Banks and stores, 24-hour kiosks where you could always get a pack of cigarettes and 24-hour pharmacies where you could always get your particular drug cocktail lined narrow streets packed with advertisements and automobiles. Flashy dresses and jewelry burned pink and green in display cases, serving men carried heavy water jugs out of the stores, rushing to bring them to local kitchens, where cooks were lighting their ovens to prepare exquisite Italian and Arabian dishes for the heads of their households. Restaurants and coffee shops were welcoming their first patrons — those who’d arrived from other cities that morning or hadn’t had the time to grab a bite to eat after a night on the town, or those who lived in hotels and nightclubs for weeks on end and just wanted to be around people, so they followed the alluring morning smell of cognac.

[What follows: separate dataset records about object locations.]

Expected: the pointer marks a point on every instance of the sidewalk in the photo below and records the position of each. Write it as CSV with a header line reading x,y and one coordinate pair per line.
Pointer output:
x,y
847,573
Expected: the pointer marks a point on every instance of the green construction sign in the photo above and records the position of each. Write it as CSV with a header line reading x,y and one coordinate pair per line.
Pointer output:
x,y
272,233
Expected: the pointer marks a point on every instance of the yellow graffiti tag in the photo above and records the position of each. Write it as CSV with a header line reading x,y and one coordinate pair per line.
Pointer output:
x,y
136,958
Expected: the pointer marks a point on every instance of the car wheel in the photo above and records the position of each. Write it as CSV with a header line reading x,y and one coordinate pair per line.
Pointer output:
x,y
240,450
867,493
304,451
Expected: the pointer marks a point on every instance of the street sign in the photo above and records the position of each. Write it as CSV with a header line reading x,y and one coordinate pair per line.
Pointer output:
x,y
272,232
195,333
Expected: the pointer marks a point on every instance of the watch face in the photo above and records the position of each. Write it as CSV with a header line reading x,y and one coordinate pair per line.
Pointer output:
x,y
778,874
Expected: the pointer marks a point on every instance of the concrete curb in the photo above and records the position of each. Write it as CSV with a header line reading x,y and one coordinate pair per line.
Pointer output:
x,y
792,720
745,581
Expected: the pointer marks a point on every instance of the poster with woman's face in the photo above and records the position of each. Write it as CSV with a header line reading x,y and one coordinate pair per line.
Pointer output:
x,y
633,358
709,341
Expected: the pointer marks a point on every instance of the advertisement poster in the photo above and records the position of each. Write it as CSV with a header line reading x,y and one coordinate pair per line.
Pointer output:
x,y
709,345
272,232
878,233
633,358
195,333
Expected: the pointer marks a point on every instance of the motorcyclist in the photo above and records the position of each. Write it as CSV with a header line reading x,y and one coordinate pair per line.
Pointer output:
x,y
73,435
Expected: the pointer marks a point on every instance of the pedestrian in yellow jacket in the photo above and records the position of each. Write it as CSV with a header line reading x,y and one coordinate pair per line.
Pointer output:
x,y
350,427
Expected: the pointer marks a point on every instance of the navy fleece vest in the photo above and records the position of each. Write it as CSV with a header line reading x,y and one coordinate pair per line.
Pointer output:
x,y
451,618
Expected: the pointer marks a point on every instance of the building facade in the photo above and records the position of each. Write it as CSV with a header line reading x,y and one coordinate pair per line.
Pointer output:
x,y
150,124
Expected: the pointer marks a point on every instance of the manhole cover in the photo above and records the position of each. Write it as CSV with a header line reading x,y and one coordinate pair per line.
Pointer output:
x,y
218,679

Students gathered in cheap cafeterias, spilling beer all over their lecture notes, taking out hunting knives and vowing to gut deans and professors, catching up on the latest news, and reading protest poems aloud. Businessmen were sitting in expensive restaurants and closing deals, pricking their fingers and signing contracts in blood. The women standing on the streets smelled like sleep and love; the children were running to school, re-creating the magnificent stories they’d seen in their dreams the night before. Their screams soared up into the sky and disturbed the trembling currents of air — they froze and changed direction.

The saints stood there in the blue, invisible space beyond the currents of wind and pockets of turbulence, feeding the birds of the air straight from their hands, listening to the voices down below; they were giving the city fathers an answer, and it went a little something like this:

“We are doing everything we can. We would like things to go well for you, but how they go is not entirely up to us, so you shouldn’t rely on us alone. Most of our woes and crises of faith stem from our own unwillingness to separate our actions into two categories — good ones and bad ones. We have our love, but we don’t always use it. We have our fear, and we rely on it more than we ought to. There are two paths in life — one leads to heaven and the other to hell. Those paths often cross, though.”